URL Enrichment
To better understand how users are engaging with content, Lytics first needs to understand that content itself. One way Lytics does this is by analyzing the URLs that are passed to Lytics to determine the topics that best describe the URL.
Lytics already knows which URLs a user has engaged with. By associating topics with URLs, Lytics is also able to understand which topics a user has engaged with. In doing so, the Lytics Content Affinity Engine can find relevant content for users, as well as find relevant users for content.
How Data Comes into Lytics
When Lytics receives data about actions taken by a customer, it is called an event. Each event has fields that store pieces of information describing the event.
An example of an event is a web page view. After the Lytics JavaScript tag is added to a web page, any time that web page is viewed, an event is sent to Lytics. A web page view event includes fields that describe when the event occurred, which browser was used, and the URL that was viewed. The event tells Lytics that a specific person viewed a specific web page at a specific time. The event does not include any details on what information was displayed on the web page.
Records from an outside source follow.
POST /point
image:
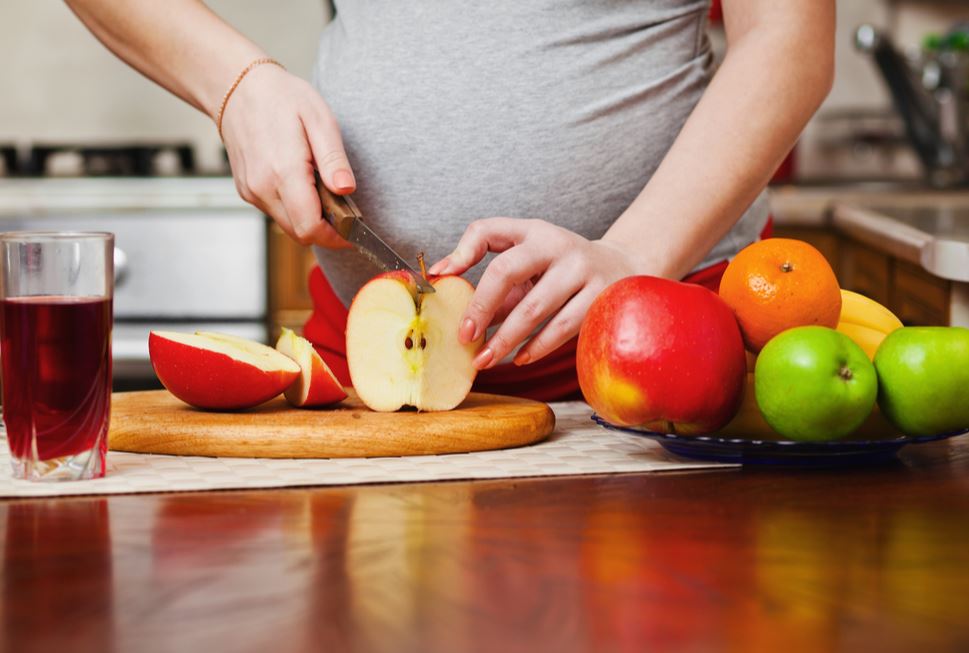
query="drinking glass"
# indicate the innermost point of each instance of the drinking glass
(56, 291)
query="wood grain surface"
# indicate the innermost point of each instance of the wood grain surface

Events come into Lytics on a data stream. The data stream is just a label assigned to the event that identifies where the data came from. Lytics applies some processing logic to all events, regardless of the data stream the event came in on. Other processing logic is only applied to events that come in on certain data streams.
Events with URLs
When Lytics receives an event with a URL in it - specifically when an event with a field named url
comes in on any data stream - Lytics determines whether the URL is new or not. A new URL is one that Lytics has not previously handled.
Lytics then creates a new event and writes that event to the data stream lytics_content_enrich
, called the content enrichment stream. An LQL query named lytics_content
handles events written to the content enrichment stream. This results in a new entity being created in the content table.
Lytics listens for events with new URLs on the content enrichment stream. When a new event is available, Lytics runs the URL enrichment process.
URL Enrichment Process
Data enrichment is a common practice in Lytics. It refers to the ability to add data onto inbound data to improve its quality. This process is also used in user profile enrichment.
Enrichment is handled by components called enrichers. Each enricher performs a specific task. A common task for an enricher is to associate topics with a URL, but there are other tasks that enrichers can perform.
Whatever its specific purpose, the result of an enricher running is that additional data may be added to the inbound data (event). After the enrichers run, another new event is written to the content enrichment process.
This time, the new event is not enriched because the URL is not new. But the event includes all of the data that was previously added during the enrichment process, so when the query lytics_content
runs, it is able to map that new data to the corresponding entity in the content table.
Enrichers
The specific enrichers that Lytics uses depends on how your account is configured. The account setting enrich_content_sources
controls which enrichers are used. Your Lytics representative can help you change the enrichers that are enabled on your account.
One enricher that is always used is the meta enricher.
Meta Enricher
The meta-enrichment process begins with Lytics sending a request for the URL. The response allows Lytics to collect some information to improve the efficiency of the overall enrichment process. Examples of information collected are:
- Status code - This is data returned from the web server that handled the request. It tells Lytics whether the URL is valid and accessible on the server. This is important because Lytics is able to generate content recommendations, and you don't want Lytics to include URLs that will result in a 404 or other errors.
- Meta tags - Lytics can read data from certain meta tags to associate topics with a URL. This logic runs during the meta-enrichment process.
- Canonical URL - The content on a web page may be accessible using multiple URLs. For example, a product online may appear in multiple categories. The canonical URL is used to associate the multiple product pages with one another. This is an important value to ensure Lytics doesn't process the same content multiple times, just because the URL is different.
URL Normalization
As the Content Affinity Engine ingests web-based content, it attempts to resolve duplicate URLs and create links between documents, much like a search engine would. As such, the Content Affinity Engine does things like respect robots.txt
directives, resolve canonical URLs when present, etc.
Lytics attempts to sanitize URLs as much as possible before ingesting them into the Content Affinity Engine. Sanitization includes removing all URL parameters and cleaning URL syntax. This happens via an LQL function called urlmain
. If any of your web properties implement routing through URL parameters — like domain.com?pageId=123
— you'll need to update your queries to instead use urlminusqs
.